En el mismo siglo XIX y enseguida aparece la enfermedad endémica de las calles revestidas de personajes: la mudanza de los nombres, según las mudanzas políticas. Con la revolución de 1868, al grito de "¡Cayó para siempre la espuria raza de los borbones!", cayeron los rótulos del reinado anterior y, en 1875, con la primera Restauración, otros cayeron y otros se restituyeron. La danza se repite con virulencia en 1931, en 1936, en 1939 y en 1979, de modo que la plaza Mayor de Madrid ha tenido sucesivamente diez nombres.
Tanta mudanza ha incurrido en los más diversos agravios, rifirrafes, exageraciones y ridiculeces. Manuel Azaña lo registra irónicamente en plena guerra, en "Cuaderno de la Pobleta", con el ejemplo de la calle de Antonio Maura que pasó a denominarse calle de las Milicias de Retaguardia de las Juventudes Socialistas Unificadas. Y el concejal Jaime Cortezo cuantifica el perjuicio, cuando, en 1980, presenta al Pleno del Ayuntamiento un estudio económico, según el cuál el cambio de los nombres de veintisiete calles suponía un coste de l.400 millones de pesetas.
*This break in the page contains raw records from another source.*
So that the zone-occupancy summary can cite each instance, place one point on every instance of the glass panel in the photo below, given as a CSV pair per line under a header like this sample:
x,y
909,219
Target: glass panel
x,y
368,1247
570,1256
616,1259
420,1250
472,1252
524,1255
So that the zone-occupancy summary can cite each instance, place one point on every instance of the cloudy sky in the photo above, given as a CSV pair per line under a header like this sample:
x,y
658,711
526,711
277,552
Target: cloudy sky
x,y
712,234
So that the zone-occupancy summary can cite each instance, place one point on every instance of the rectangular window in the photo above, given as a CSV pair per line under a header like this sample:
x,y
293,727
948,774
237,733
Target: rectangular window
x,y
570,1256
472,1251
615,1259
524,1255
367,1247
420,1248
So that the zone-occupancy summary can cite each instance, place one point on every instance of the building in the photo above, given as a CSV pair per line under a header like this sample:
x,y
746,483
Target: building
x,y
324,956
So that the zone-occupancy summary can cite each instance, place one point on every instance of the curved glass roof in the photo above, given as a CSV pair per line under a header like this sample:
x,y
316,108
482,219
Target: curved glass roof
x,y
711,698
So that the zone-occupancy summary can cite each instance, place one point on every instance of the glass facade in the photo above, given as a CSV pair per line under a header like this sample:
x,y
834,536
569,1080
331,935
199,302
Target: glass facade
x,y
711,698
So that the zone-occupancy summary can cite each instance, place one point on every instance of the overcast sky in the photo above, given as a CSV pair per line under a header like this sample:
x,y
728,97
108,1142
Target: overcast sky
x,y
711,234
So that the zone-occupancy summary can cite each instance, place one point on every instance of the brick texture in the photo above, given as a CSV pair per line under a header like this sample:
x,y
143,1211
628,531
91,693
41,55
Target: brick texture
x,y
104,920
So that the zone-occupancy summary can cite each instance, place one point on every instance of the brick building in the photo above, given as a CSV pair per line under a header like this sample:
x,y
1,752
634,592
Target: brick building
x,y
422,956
No soy oportunista. Soy veterano en la propuesta de la toponimia clásica, de los nombres naturales. Cuando andaba de aprendiz, en los años cuarenta, de mi maestro Mariano Rodríguez de Rivas aprendí la dificultad de que las calles tengan nombres de calles. Siempre lo he mantenido, desde que tengo uso de razón matritense, como cronista. Y he predicado con el ejemplo y con algín éxito. A mi iniciativa se debe que, en 1951, el eje Julián Marín-Avenida Circular de la Plaza de Toros no se llamase de Manolete o de Vicente Pastor, sino Avenida de los Toreros, nombre funcional, en cuanto que esa es la vía por la que los toreros (¡aquellos coches de caballos de los picadores!) van a la plaza. Por mi intervención, en 1956, con todas las consideraciones para el escritor, la calle de la Manzana, que está en el plano de Teixeira, siguió siéndolo y no de Luis Araújo Costa, como se propuso formalmente en homenaje mostrenco.
Siendo considerables los argumentos contra la arbitrariedad y el conflicto, el argumento del homenaje mostrenco es el principal porque el nombre de la calle no supone homenaje, porque el nombre de la calle no añade fama alguna al que ya la tiene ni se la da al que carece de ella. En este caso, el nombre se convierte en un puro fonema y se dice calle de Castelló como se podía decir calle de Llotecas. Cierto dia, en televisión, se quedaron mudos un ex alcalde de la Villa, un candidato a la presidencia de la Comunidad y una portavoz del Parlamento de Madrid, cuando, en público, les pregunté a qué o a quién estaba dedicada la calle de Castelló. Y ninguna autoridad municipal ha sabido decirme quien es ese Silvano que, con grandes rótulos, tiene su calle sobre la M-40. Pruebe usted a preguntar a que príncipe se refiere la calle del Príncipe.
Poéticamente ("El arte de repensar los lugares comunes"), lo dijo Pedro Mourlane Michelena, del que ni uno más se acordaría, si tuviese una calle: "Dejar nuestro nombre a una calle es poco; dejarlo en una estrella, demasiado; quede, que es lo justo, en el casco de un barco vagabundo".